Wo wäre die Grenze dessen, zu wem ihr bereit seid, in einer Band einzusteigen?

Eine Bitte: Klammern wir die Extreme (zum Beispiel aktive Neo-Nazis) mal aus.

Beispiele politisch:

Würden CDU-Anhänger bei einer Party der Linken spielen (bzw. umgekehrt)? Nicht bei einer Kundgebung sondern z.B. bei einer riesigen internen Feier?

Beispiel menschlich:

Würdet ihr mit jemandem den ihr privat für einen harmlosen aber unintelligenten und menschlich unangenehmen Labersack haltet in dessen Band einsteigen?

Beispiel musikalisch:


Angenommen ihr könntet die Musik zwar spielen, findet sie aber privat völlig grauenvoll, unausstehlich und die Texte peinlich (bei mir wäre PUR so ein Beispiel aber das muss sich jeder selbst vorstellen was das für ihn wäre. Um Geschmack soll es hier nicht gehen, nur um das Überwinden des eigenen). Würdet ihr euch theoretisch überreden lassen, in die Band einzusteigen?

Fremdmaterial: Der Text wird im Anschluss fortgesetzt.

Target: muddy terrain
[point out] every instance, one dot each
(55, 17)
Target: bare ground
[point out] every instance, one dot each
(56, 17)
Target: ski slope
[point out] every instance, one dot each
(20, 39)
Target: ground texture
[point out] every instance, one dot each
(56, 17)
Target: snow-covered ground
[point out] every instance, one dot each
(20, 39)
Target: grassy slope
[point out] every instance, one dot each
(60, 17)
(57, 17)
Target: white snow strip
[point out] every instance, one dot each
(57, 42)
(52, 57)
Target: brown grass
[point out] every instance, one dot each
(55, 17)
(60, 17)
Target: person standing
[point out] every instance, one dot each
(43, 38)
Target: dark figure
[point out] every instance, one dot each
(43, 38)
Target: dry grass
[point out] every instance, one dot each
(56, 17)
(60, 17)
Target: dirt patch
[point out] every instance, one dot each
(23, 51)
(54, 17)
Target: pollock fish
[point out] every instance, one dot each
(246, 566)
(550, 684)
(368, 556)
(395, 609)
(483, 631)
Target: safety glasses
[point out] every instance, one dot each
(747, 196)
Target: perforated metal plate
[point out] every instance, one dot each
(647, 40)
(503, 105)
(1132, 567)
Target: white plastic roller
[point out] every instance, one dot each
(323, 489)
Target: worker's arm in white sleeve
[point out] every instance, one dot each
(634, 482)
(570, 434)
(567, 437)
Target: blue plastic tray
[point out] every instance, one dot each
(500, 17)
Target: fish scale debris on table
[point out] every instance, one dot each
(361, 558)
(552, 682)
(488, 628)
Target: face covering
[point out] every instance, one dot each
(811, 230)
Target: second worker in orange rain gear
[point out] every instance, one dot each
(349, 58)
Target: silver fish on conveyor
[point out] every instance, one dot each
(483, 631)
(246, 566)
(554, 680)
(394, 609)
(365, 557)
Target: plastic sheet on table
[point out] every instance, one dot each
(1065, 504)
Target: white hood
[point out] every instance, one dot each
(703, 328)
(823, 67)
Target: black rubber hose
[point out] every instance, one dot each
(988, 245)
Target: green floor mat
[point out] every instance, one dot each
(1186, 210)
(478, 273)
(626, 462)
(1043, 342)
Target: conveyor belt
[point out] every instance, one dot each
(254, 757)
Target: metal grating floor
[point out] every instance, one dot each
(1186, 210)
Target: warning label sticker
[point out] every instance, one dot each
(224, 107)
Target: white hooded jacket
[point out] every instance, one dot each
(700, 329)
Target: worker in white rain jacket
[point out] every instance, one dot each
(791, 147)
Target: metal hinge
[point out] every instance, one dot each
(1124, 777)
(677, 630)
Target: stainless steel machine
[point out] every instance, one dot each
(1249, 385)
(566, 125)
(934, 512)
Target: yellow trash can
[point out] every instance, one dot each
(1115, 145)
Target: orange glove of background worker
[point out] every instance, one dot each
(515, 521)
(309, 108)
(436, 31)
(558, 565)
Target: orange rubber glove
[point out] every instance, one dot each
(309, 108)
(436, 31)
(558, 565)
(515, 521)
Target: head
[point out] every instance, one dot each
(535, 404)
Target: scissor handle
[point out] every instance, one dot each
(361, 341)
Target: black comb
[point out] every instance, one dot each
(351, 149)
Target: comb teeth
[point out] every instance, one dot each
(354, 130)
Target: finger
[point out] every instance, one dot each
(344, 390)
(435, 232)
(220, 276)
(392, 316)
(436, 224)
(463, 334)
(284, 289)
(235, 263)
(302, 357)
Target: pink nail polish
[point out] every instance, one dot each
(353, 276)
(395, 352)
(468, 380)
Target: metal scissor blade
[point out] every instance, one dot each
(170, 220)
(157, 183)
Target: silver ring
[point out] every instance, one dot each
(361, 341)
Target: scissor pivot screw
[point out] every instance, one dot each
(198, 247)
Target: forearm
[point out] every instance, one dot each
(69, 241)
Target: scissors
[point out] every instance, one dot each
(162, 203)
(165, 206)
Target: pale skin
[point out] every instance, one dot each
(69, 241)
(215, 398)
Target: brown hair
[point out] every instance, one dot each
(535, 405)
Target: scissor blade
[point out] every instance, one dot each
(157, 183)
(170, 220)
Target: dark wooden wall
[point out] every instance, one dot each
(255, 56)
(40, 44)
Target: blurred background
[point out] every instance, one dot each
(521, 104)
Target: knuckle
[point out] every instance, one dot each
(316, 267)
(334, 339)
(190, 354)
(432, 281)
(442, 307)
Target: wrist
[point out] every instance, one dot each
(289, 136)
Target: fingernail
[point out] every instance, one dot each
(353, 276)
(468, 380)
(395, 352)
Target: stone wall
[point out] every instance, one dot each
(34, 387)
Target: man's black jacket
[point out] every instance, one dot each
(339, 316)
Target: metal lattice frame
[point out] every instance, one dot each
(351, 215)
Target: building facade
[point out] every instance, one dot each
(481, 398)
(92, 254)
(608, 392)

Und sagen wir, damit wir das völlig rein durchdenken: Ihr hättet keine anderen Bands und alle diese Angebote wären auf fantasiehafte Weise irgendwie zeitlich problemlos. Ihr müsstest nicht umziehen und nichts. Das wäre alles in eurer Nähe und man würde sich zeitlich ganz nach euch richten.

Was würdet ihr noch mit Euch machen lassen und warum?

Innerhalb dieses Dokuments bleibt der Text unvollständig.